In eight MLB seasons Marcelino Lopez pitched for five different teams but only had one "losing" season. Which season was that and what was his record?
What's in a name change? For the Los Angeles Angels the answer is "not much," at least at the beginning. Since their inception the Angels, who played at Dodger Stadium, were known as the Los Angeles Angels. They were the Hollywood version of an American League team, counteracting the Dodgers who had arrived less than a handful of years later.
However, the day they changed their name to the California Angels should have been something much stronger and brighter. It wasn't to be. The teams first game as the new CA Angels they faced the not so strong 1965 New York Yankees. An aging Whitey Ford was on the hill for the Bombers to face Marcelino Lopez. Lopez, as it turned out, wasn't up to the name change.
Inning number one. Bobby Richardson led off with a single. Tom Thresh doubled him to third. It was too early to walk Mickey Mantle but he should have. The Mick blasted one deep to left center field and it was 3-0 Yankees. Elston Howard singled, Joe Pepitone bunted him to second and after a Hector Lopez ground out, Clete Boyer singled him home, 4-0. Phil Linz singled before Ford, batting before ever throwing a pitch, grounded out. It was pretty much all over.

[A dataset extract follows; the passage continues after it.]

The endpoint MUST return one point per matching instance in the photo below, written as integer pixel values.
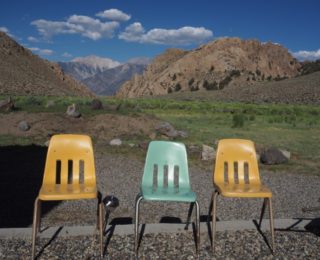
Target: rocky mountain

Tresh and Mantle combined for another run in the second before Rudy May came on in relief of Lopez. New York would score three more in the seventh while the Angels lone run came on a Jose Cardenal single to drive home Paul Schall. The final 8-1 New York. Ford went the distance giving up four hits.
The Angels would go 13-14 the rest of the way as the California Angels. The club would remain that way until 1996 when they became the Anaheim Angels and then later the Los Angeles Angels of Anaheim. With the team for sale again, who knows what they will become next.